[The Rise of the Dutch Republic Volume I.(of III) 1555-66 by John Lothrop Motley]@TWC D-Link bookThe Rise of the Dutch Republic Volume I.(of III) 1555-66 PART 2 162/165
Their navigators are the boldest, their mercantile marine the most powerful, their merchants the most enterprising in the world. Holland and Flanders, peopled by one race, vie with each other in the pursuits of civilization.
The Flemish skill in the mechanical and in the fine arts is unrivalled.
Belgian musicians delight and instruct other nations, Belgian pencils have, for a century, caused the canvas to glow with colors and combinations never seen before.

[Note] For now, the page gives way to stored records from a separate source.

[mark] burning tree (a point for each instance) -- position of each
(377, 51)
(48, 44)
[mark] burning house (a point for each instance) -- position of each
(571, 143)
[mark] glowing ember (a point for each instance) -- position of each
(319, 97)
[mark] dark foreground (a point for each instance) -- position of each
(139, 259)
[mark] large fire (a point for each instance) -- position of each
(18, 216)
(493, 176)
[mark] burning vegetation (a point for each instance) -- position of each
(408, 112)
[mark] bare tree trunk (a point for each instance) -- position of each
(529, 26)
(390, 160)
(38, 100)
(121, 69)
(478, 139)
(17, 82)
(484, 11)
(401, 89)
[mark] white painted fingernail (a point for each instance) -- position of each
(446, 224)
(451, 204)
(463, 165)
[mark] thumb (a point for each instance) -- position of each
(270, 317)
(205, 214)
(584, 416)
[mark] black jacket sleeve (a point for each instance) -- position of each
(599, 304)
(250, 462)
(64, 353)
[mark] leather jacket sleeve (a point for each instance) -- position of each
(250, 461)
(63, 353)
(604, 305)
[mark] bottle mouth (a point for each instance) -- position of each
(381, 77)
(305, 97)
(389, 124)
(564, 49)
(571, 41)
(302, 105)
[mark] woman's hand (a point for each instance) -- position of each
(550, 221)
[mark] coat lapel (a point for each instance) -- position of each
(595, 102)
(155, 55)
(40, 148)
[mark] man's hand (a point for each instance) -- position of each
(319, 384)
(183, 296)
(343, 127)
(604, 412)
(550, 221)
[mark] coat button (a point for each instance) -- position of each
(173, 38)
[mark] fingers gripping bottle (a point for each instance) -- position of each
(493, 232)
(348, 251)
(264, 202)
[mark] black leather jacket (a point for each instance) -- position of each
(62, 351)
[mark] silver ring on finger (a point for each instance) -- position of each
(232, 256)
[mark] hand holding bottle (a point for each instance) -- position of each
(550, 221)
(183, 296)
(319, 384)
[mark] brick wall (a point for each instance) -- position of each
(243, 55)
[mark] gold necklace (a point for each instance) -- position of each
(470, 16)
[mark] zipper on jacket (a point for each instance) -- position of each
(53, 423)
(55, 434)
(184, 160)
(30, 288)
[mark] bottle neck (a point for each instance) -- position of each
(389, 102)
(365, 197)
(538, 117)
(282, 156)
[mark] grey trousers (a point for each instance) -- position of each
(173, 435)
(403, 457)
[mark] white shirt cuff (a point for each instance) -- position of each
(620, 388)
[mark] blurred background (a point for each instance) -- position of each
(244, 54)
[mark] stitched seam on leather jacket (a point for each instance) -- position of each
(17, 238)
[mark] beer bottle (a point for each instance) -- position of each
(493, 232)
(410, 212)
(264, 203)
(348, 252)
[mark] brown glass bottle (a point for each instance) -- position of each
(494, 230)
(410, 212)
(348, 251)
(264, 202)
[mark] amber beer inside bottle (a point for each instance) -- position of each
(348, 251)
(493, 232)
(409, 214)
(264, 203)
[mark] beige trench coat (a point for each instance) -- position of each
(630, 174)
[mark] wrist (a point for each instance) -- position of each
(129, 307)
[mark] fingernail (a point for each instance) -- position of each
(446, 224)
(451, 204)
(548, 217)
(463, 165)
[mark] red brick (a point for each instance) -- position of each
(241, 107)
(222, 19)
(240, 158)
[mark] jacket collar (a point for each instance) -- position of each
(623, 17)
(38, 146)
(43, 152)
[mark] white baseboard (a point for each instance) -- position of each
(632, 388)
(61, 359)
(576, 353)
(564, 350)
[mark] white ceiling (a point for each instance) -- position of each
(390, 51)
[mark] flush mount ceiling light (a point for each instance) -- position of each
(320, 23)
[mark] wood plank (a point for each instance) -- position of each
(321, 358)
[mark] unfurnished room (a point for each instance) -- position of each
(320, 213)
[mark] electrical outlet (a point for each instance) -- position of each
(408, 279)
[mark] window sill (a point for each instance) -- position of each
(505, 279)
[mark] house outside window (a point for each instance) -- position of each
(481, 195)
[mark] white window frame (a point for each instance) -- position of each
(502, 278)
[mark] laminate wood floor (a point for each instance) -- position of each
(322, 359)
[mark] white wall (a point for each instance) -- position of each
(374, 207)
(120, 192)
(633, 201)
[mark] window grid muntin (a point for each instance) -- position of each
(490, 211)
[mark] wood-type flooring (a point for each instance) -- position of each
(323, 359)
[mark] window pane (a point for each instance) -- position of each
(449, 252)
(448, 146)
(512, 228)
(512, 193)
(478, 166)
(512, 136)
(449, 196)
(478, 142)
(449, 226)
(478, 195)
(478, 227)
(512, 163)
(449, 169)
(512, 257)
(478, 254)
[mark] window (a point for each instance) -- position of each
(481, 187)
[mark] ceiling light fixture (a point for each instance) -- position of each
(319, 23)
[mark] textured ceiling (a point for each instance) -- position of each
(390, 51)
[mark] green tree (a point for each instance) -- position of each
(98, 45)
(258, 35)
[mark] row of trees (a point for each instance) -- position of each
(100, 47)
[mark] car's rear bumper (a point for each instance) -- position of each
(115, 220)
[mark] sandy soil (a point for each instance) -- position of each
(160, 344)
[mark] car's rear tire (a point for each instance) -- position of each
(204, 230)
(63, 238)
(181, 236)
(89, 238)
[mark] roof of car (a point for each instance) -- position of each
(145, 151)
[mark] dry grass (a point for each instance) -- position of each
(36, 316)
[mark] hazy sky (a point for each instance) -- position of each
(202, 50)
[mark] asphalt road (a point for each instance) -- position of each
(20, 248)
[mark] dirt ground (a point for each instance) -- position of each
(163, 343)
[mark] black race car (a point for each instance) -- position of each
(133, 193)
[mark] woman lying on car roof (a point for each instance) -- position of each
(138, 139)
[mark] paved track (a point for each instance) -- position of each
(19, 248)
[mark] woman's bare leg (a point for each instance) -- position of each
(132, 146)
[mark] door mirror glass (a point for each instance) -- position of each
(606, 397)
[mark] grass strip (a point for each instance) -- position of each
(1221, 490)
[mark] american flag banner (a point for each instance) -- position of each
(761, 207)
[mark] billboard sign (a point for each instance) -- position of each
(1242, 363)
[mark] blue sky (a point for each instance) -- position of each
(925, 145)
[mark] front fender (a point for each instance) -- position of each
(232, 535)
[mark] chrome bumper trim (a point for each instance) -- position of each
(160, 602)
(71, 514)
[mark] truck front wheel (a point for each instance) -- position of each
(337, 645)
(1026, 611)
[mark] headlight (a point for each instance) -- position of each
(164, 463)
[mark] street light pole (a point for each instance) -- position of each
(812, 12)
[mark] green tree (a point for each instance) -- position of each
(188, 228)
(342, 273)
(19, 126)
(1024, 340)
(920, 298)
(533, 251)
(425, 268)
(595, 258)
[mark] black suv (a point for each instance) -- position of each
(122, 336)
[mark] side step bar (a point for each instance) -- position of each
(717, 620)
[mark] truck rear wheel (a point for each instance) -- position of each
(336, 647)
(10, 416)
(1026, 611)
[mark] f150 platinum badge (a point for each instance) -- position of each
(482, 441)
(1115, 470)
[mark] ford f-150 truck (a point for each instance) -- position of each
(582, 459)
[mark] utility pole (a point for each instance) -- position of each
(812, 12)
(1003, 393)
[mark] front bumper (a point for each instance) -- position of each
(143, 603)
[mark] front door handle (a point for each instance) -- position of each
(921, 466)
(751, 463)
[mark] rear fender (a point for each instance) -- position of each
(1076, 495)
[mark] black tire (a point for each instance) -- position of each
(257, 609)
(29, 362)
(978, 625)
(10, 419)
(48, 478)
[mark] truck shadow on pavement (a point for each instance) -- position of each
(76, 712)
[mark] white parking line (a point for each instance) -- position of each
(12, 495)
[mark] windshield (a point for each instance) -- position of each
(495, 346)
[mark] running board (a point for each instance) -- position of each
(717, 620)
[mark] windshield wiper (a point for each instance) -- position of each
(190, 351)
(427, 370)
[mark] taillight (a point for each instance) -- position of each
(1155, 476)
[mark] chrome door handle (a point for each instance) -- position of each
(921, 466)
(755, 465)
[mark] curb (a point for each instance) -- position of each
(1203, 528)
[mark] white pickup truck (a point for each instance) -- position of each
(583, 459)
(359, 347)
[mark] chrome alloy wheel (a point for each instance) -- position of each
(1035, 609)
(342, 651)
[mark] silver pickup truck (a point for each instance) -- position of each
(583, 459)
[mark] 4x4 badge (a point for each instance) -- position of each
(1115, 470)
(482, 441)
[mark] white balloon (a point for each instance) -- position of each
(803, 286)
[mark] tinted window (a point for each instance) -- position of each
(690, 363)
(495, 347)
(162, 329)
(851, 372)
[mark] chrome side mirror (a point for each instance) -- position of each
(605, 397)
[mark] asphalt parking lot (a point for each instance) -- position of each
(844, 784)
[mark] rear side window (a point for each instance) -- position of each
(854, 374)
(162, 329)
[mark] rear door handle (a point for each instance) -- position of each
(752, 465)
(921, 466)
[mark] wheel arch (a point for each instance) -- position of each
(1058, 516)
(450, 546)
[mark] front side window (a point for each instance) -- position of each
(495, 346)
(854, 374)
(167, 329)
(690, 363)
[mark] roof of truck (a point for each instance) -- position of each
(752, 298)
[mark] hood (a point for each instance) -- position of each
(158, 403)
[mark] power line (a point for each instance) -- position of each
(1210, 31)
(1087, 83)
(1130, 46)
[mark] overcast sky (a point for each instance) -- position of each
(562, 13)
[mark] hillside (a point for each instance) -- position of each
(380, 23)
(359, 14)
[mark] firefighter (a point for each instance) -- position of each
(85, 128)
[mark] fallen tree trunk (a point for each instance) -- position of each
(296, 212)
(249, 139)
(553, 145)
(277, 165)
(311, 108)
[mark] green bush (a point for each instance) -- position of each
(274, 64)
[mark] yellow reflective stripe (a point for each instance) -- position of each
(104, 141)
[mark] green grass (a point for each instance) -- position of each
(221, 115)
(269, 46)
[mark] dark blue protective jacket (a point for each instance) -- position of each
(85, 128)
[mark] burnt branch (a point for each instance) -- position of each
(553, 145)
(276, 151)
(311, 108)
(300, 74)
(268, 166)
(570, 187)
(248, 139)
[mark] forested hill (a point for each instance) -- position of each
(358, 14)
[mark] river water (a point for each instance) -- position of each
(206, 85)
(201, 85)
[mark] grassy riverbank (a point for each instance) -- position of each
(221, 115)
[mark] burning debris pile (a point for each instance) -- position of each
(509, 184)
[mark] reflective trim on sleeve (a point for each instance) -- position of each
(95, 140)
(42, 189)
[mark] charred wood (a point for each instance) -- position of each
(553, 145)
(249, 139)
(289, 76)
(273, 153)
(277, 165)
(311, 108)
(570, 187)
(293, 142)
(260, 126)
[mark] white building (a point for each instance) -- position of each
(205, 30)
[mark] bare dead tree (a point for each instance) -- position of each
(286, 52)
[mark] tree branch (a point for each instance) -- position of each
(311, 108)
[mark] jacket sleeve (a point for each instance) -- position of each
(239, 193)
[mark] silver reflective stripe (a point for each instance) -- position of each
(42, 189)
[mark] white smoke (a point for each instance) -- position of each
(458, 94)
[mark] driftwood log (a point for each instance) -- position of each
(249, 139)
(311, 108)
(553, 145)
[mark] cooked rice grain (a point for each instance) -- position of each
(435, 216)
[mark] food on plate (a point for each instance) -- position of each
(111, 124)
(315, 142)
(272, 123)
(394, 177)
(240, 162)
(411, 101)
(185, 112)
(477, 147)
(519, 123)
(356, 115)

Flemish fabrics are exported to all parts of Europe, to the East and West Indies, to Africa. The splendid tapestries, silks, linens, as well as the more homely and useful manufactures of the Netherlands, are prized throughout the world. Most ingenious, as they had already been described by the keen-eyed Caesar, in imitating the arts of other nations, the skillful artificers of the country at Louvain, Ghent, and other places, reproduce the shawls and silks of India with admirable accuracy. Their national industry was untiring; their prosperity unexampled; their love of liberty indomitable; their pugnacity proverbial.
Peaceful in their pursuits, phlegmatic by temperament, the Netherlands were yet the most belligerent and excitable population of Europe.